The well-known delay in the adjudication of election protests often gave the successful
contestant a mere pyrrhic victory, i.e., a vindication when the term of office is about to
expire, or has expired. And so the notion has spread among candidates for public office
that the "important thing" is the proclamation; and to win it, they or their partisans have
tolerated or abetted the tampering or the "manufacture" of election returns just to get the
proclamation, and then let the victimized candidate to file the protest, and spend his
money to work for an empty triumph.
It is generally admitted that the practice has prevailed in all previous elections. Never was
the point pressed upon us in a more clear-cut manner. And without, in any way, modifying
our stand as outlined in the Nacionalista Party vs. Commission decision, we feel the
mores of the day require application even extension of the principle in the Mitchell
decision, which is realistic and common sensical even as it strikes a blow at such
pernicious "grab - the - proclamation - prolong - the - protest" slogan of some candidates
or parties.
It is strongly urged that the results reported in these returns are quite "possible",
bearing in mind the religious or political control of some leaders in the localities
affected. We say, possible, not probable. It is possible to win the sweepstakes ten
times; but not probable. Anyway, judges are not disposed to believe that such
"control" has proved so powerful as to convert the electors into mere sheep or
robots voting as ordered. Their reason and conscience refuse to believe that 100%
of the voters in such precincts abjectly yet lawfully surrendered their precious
freedom to choose the senators of this Republic.

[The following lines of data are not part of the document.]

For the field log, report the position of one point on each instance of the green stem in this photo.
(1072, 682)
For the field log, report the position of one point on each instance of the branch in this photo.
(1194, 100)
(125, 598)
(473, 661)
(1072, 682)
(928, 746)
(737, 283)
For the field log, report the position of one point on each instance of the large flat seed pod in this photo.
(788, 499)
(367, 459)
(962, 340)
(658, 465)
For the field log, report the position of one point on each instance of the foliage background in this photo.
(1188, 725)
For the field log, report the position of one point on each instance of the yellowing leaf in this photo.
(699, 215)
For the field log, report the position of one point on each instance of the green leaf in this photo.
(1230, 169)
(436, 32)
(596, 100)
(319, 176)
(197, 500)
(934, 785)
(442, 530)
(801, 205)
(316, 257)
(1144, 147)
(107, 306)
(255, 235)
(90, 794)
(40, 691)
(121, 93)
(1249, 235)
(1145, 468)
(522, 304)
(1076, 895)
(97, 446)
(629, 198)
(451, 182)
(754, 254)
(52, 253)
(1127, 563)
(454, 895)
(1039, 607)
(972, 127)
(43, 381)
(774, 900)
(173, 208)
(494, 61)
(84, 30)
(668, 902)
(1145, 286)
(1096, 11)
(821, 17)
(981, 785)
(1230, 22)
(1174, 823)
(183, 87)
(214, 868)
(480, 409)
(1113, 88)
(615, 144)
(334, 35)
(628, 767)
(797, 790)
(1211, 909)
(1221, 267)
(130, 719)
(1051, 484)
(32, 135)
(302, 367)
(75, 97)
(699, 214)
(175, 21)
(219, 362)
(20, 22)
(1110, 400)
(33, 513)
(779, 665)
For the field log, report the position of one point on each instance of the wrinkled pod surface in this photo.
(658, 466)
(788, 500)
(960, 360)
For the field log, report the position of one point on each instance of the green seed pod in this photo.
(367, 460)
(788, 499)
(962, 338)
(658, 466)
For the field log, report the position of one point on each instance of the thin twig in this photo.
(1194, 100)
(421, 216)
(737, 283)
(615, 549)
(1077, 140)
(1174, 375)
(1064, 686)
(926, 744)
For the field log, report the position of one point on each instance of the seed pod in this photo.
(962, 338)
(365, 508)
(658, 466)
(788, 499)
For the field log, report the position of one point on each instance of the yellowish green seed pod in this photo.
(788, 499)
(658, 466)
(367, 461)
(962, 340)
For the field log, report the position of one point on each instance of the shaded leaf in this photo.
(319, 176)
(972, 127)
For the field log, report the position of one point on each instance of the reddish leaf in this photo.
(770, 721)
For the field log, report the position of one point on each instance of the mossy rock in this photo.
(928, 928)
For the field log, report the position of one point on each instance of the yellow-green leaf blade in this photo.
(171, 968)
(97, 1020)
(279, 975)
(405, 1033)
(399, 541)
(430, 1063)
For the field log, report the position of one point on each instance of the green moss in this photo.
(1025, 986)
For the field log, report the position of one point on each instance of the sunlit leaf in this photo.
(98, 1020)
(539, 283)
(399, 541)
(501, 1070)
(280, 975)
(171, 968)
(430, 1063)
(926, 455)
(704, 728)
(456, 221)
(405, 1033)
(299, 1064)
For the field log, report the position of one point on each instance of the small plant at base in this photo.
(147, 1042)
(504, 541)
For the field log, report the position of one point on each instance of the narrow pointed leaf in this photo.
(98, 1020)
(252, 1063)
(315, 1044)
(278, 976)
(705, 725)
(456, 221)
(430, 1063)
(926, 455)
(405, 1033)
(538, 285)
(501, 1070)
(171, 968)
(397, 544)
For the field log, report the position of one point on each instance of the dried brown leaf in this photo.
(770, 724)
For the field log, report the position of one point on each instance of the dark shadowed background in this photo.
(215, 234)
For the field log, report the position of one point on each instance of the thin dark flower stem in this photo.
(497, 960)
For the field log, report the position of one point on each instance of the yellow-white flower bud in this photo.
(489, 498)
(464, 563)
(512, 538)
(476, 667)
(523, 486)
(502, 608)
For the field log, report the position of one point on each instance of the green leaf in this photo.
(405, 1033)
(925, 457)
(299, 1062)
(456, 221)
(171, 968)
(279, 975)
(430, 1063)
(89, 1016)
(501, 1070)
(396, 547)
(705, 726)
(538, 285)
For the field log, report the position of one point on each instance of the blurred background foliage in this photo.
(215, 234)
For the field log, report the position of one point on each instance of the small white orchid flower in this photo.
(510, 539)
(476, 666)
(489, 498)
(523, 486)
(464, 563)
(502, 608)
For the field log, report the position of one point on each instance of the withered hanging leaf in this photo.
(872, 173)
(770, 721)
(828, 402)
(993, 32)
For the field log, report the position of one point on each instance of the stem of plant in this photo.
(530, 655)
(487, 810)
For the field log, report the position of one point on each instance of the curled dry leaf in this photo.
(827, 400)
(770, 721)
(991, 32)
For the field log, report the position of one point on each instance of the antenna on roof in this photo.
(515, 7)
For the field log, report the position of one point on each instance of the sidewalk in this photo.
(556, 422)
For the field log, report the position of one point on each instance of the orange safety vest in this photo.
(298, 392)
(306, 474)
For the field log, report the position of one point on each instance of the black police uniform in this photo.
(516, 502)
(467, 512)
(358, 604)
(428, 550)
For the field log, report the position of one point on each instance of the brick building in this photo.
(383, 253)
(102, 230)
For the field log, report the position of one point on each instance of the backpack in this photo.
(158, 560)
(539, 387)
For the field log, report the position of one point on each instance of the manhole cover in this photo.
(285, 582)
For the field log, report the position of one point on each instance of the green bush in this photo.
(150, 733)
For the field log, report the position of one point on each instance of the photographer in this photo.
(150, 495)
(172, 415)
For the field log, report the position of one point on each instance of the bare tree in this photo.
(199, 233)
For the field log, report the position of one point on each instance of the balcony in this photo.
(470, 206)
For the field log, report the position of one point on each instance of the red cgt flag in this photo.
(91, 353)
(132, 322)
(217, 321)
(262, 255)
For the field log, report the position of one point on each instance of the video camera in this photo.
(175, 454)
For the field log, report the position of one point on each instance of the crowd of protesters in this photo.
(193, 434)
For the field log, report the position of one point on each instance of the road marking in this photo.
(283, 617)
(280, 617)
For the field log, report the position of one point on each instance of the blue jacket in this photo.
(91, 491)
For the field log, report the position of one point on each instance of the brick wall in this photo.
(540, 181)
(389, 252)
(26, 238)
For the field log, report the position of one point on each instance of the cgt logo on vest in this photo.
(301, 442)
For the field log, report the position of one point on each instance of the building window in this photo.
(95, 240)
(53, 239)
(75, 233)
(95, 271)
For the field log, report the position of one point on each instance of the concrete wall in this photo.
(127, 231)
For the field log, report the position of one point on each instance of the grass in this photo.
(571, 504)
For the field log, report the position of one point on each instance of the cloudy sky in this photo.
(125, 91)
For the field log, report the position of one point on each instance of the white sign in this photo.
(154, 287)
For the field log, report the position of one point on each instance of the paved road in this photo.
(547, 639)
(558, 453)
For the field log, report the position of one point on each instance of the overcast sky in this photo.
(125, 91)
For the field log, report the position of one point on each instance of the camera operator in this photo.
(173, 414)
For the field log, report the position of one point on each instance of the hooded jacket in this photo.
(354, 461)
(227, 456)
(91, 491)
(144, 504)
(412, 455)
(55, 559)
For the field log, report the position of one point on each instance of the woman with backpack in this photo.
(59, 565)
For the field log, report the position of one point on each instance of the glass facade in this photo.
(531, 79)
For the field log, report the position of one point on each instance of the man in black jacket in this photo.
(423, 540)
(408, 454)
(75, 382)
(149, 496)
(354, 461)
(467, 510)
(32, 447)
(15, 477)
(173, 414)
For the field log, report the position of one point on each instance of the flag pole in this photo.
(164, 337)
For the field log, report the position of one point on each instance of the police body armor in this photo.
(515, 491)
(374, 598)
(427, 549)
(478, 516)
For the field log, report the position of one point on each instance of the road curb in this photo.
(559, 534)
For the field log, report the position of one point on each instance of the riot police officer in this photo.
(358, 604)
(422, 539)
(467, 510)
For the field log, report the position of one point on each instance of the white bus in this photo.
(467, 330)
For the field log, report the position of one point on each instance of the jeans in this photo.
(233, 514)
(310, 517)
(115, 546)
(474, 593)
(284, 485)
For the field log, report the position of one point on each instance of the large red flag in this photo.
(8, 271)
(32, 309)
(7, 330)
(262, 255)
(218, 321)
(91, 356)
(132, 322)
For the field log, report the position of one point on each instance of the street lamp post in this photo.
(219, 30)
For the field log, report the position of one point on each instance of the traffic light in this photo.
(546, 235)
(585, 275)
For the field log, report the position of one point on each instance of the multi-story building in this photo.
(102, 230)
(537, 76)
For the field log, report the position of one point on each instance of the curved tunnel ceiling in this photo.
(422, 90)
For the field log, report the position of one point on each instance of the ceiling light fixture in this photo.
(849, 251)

Indeed, social scientists might wonder whether courts could, consistently with morality
and public policy,5 render judgment acknowledging such "control" or validating such
"controlled votes" as candidate Climaco chose to call them.
In view of the foregoing, and overlooking some intemperate language which detracts
from the force of the arguments, we hereby deny the motion to reconsider our resolution
of December 24, 1965, as well as the petition for a re-hearing.